Bab 15

Pria dewasa dengan senyum manisnya itu, gegas menyalami tamu Ibunya satu persatu. Kemudian duduk di depan tamunya, dengan wajah penuh tanda-tandanya.

"Abyan, Ini teman Mama dari Jakarta namanya Tante Halimah dan putrinya Aina" Ayu memperkenalkan tamunya pada sang putra. "Dulu Mama pernah sekolah bareng Halimah dari SD sampai SMA, terus kami berpisah karena Mama menikah dengan Ayah mu dan mengikutinya ke luar Jawa. Sekarang beliau ke sini, karena tertarik dengan rumah yang akan kita jual."

"Oo ya, jadi sekalinya bertemu langsung reunian" ucap Abyan, memandang bergantian antara Mamanya dengan sang tamu.

"Iya Mama juga gak nyangka, ternyata Halimah teman lama semasa sekolah yang ingin membeli rumah kita."

"Jadi bagaimana Tan, berminat dengan rumah ini?" tanya Abyan meminta pendapat Halimah.

"Sebenarnya, putri Tante yang berminat. Ia ingin punya hunian di kota hujan, biar adem gak seperti di Ibukota yang semrawut juga panas katanya" Jawab Halimah, sambil melirik Aina. "Tapi kenapa harus di jual? Rumah sebagus dan se asri ini, dengan harga lumayan murah."

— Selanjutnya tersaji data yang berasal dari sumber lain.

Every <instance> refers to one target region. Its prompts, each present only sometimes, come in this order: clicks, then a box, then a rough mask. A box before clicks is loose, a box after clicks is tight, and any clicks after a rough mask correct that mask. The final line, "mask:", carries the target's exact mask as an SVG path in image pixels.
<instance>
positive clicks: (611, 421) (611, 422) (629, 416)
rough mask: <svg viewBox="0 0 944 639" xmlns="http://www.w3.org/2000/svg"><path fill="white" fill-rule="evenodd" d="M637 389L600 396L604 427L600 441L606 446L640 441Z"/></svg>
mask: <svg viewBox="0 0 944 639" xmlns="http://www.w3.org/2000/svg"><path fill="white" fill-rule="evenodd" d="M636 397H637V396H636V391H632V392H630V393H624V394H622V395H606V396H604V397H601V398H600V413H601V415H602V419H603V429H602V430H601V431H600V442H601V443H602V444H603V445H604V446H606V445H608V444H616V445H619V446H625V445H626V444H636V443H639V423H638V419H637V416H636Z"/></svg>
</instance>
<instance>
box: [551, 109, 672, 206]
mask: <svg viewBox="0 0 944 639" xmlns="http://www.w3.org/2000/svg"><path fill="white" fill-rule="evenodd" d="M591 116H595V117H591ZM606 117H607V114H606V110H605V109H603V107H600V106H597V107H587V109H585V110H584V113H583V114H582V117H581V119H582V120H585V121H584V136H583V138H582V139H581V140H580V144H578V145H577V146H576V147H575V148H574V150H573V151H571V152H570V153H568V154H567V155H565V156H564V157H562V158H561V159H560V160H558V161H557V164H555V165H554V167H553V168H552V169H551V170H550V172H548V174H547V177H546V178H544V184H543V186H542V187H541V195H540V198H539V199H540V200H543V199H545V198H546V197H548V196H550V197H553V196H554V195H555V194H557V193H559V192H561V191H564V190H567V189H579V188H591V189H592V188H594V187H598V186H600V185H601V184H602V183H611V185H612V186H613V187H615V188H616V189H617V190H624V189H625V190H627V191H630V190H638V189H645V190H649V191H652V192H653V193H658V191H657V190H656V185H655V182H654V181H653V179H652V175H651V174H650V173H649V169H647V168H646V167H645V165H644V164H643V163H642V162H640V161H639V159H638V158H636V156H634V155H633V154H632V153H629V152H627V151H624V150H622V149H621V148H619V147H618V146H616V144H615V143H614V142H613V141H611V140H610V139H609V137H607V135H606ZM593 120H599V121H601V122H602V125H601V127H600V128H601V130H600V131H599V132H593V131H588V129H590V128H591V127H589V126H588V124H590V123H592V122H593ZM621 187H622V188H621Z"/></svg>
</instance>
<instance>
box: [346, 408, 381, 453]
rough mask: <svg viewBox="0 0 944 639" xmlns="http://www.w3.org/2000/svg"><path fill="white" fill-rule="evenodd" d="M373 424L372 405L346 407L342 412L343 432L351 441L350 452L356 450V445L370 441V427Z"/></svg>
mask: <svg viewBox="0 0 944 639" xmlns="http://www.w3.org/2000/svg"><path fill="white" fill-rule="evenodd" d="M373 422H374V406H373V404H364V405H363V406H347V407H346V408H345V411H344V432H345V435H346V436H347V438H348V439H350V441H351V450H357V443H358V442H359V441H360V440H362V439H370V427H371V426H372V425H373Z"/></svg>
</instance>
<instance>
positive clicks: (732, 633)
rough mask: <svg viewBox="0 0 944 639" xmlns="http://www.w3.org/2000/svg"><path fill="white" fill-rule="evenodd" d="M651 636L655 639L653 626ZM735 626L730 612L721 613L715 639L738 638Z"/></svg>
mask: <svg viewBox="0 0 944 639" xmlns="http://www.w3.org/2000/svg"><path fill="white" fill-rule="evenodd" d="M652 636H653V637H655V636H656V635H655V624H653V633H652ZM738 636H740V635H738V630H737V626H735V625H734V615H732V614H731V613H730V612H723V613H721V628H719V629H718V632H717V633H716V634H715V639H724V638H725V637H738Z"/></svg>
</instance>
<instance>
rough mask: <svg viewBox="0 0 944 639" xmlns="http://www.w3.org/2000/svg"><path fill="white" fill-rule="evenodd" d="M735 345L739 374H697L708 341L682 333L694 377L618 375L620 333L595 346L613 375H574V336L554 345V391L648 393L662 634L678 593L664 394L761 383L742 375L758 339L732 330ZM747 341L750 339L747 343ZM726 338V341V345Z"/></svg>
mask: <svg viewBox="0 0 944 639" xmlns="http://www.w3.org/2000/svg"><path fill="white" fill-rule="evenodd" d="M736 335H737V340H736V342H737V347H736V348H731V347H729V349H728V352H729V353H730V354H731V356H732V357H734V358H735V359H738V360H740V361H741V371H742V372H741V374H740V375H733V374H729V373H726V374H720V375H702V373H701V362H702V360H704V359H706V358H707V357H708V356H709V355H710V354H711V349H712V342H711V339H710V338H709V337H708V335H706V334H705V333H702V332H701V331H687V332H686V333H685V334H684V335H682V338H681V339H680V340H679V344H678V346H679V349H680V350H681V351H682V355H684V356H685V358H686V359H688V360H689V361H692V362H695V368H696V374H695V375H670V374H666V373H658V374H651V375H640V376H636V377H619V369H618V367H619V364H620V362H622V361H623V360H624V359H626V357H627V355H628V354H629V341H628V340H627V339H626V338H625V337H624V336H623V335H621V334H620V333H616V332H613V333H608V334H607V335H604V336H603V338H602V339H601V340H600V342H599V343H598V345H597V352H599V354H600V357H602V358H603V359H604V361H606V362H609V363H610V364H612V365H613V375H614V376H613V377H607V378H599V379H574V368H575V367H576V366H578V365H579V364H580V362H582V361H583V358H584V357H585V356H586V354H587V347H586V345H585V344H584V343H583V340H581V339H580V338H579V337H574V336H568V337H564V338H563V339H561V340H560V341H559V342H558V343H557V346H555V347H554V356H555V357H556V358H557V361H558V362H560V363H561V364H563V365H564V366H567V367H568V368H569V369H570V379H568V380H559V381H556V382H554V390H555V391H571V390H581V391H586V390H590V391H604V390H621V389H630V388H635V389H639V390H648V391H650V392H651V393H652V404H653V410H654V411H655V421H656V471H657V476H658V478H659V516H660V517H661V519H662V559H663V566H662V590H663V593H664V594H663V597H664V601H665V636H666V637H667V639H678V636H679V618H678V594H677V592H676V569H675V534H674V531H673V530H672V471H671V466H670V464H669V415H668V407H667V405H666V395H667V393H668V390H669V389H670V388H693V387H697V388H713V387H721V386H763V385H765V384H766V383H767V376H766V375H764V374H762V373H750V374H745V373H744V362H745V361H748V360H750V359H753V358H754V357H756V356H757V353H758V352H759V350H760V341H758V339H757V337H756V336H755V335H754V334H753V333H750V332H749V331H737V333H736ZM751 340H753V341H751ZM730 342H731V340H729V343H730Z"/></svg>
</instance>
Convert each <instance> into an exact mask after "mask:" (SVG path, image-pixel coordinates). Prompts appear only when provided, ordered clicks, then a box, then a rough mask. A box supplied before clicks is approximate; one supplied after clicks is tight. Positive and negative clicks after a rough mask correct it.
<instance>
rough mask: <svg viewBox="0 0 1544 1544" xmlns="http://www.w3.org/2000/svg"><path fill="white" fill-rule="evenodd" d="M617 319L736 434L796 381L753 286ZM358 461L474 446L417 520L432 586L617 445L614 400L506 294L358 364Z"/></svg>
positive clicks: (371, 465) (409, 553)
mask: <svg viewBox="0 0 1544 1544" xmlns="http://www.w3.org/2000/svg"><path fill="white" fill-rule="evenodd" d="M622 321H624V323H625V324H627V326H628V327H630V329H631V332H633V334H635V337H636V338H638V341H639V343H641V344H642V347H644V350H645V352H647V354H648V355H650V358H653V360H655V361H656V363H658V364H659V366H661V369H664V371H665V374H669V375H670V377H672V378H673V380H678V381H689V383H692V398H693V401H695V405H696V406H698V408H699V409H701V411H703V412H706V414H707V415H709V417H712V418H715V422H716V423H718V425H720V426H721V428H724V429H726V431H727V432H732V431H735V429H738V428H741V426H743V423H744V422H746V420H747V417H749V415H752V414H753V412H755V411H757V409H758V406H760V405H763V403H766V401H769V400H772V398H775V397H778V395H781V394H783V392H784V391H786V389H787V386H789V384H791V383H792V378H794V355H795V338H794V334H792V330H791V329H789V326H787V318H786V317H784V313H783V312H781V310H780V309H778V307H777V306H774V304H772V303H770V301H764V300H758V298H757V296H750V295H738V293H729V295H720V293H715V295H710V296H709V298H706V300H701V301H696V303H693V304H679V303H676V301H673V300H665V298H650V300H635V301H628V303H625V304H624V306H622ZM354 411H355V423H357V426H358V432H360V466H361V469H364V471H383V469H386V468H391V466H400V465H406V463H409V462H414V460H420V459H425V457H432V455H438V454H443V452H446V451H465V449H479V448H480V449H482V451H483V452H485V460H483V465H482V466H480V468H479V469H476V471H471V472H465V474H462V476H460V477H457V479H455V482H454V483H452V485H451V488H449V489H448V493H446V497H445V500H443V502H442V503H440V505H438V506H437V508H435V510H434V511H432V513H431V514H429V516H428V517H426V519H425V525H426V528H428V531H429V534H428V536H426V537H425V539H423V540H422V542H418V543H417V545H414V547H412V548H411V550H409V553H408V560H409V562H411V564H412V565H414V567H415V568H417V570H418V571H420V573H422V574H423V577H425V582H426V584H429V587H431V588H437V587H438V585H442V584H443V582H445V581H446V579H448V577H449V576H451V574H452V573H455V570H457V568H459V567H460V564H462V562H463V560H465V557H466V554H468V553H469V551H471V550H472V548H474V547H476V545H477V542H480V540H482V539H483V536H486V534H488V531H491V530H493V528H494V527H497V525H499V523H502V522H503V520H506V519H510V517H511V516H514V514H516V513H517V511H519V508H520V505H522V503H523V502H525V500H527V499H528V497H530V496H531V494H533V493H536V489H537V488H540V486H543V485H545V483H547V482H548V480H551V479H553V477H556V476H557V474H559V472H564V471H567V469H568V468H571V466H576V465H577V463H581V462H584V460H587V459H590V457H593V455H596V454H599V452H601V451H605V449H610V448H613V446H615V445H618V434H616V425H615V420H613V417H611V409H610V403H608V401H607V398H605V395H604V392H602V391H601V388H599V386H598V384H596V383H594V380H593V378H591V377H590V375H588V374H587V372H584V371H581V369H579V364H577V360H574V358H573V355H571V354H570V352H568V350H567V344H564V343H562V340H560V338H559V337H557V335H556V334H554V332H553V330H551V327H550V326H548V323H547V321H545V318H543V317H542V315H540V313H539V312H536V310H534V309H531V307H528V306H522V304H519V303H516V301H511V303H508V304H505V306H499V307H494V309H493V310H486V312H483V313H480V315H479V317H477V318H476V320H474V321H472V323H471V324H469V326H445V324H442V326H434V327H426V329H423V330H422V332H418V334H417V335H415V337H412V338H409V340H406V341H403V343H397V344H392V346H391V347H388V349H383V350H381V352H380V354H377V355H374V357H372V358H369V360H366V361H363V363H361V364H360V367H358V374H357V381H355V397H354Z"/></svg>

"Karena aku di minta anak yang paling besar untuk ikut dengannya, lagi pula suami ku juga sudah lama meninggal dunia."

"Kalo Abyan ini, anak mu nomor berapa?" tanya Halimah lagi.

"Anak ku cuma dua, Imah. Dan Abyan putra bungsu ku, sedangkan kakaknya perempuan sudah menikah dan memiliki satu putra. Aku di minta Ratih putri ku agar menemaninya, kebetulan suaminya seorang abdi negara yang sering bertugas keluar daerah bahkan sampai luar negeri" ucap Ayu bangga.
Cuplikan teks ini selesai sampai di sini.